Первое, что сказала нам мать, как только мы научились ходить и покидать родительский дом: у всего есть глаза. А потому ты должен всегда непременно следить за собой, за тем, как тебя видят другие, потому что ты не просто любимое дитя своего родителя, но и его капитал, его репутация, его честь, его лицо. В этом мире, даже отделившись от родителя, ты всегда несешь на себе не только его фамилию и его отчество (не случайно большинство тюркских отчеств в обязательном порядке содержит в себе слова «кзы» – дочь и «оглы» – сын), до самой смерти ты дочь и ты сын, ты представитель рода. И не дай Аллах сделать что-то, что омрачит радость родителей твоих и опозорит род твой. Ведь с той же готовностью, с какой сообщество защищает тебя, пока ты достойный его представитель, с той же готовностью оно уничтожит тебя. Не могло быть иначе, Восток и Запад никогда не уподобятся друг другу: Телегон убивает Одиссея, Рустам убивает Сухраба, отец убивает сына, потому что только ему даровано это право: он дарует жизнь и он же ее забирает.
Я всегда знала, что мой отец способен забрать мою жизнь, если она его не устроит, потому что самые страшные глаза, конечно, принадлежат моему отцу. Я люблю его, но так же сильно, как я люблю его, я боюсь его и боялась всегда. Страшные глаза отца пугали нас с сестрой больше всех чудовищ на всем свете за все время его существования. Особенно в детстве, когда он много пил, каждый вечер он ставил перед собой граненый стакан и наполнял его водкой «Русский стандарт» до самых краев, он пил, пока в какой-то момент его теплые глаза, отливающие медовым и зеленым, не становились черными и кровавыми, подобно глазам его отца. Мы сразу понимали, что это дурной знак, мы знали, что это означает. Это почти всегда означало его гнев, его опасные, вмиг удлинившиеся руки с толстыми жилами и венами на них со всей силы переворачивали столы, разбивали всю посуду в доме, разбивали крепкую разделочную доску о голову матери, ровно на две части, избивали мать, которая становилась маленькой, как галька на морском побережье, она вся сжималась в пол, крепко закрыв глаза: она ждала, когда шторм его гнева закончится. Поначалу мы не могли вмешаться: мы были маленькими и буквально застывали, наши глаза сквозь крошечную щель в двери увековечивали его гнев, учили самому важному уроку этого дома – никогда не злить отца.

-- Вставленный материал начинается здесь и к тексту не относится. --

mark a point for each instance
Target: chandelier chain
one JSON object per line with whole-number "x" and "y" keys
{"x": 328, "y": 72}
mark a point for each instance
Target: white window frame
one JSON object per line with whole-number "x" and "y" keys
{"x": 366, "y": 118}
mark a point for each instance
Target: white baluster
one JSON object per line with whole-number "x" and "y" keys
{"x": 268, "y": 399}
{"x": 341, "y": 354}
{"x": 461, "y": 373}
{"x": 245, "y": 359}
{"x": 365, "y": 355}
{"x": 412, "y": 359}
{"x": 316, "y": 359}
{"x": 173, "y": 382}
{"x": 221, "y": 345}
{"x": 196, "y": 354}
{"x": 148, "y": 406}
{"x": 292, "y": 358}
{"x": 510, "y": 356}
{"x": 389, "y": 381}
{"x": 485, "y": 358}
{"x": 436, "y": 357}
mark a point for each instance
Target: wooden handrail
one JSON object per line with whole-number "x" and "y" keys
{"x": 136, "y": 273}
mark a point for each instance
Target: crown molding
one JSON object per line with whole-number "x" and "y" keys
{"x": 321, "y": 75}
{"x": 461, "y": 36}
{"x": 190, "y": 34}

Каждым ударом по ее бесправному телу он заколачивал нашу свободу в гроб, все дальше и дальше вколачивая слова, закидывал землей надежду, утрамбовывал большими ногами наши маленькие тела в коробку «женщина». Женщине не положено говорить, женщине не положено перечить, женщине нельзя забывать, что она дополнение, а не главный член предложения, но главное, чему научили нас его кулаки: молчать, держать свои мечты и желания под замками, никому и никогда не раскрывать свои страшные тайны.
Только мужчинам было дозволено смотреть прямо в глаза, смотреть с яростью или похотью, ничто не останавливало юношей на азербайджанских рынках оценивающе осматривать меня с головы до ног, своими глазами они раздевали каждую женщину на улице, представляли ее тело и обладали ее телом: в один из жарких дней мы шли по вещевому рынку, когда я заметила на себе этот тяжелый, плотоядный, ядовитый взгляд. Мне было тринадцать или немного больше, я вызывающе повернулась на наглого наблюдателя и посмотрела прямо ему в глаза, что не остановило его от дальнейшего пожирания, тогда я подошла к нему и ударила по лицу под шумные возгласы окружающих. Кажется, тогда моей биби стало очевидно, что со мной будут одни проблемы: я не умела опускать глаза и закрывать рот.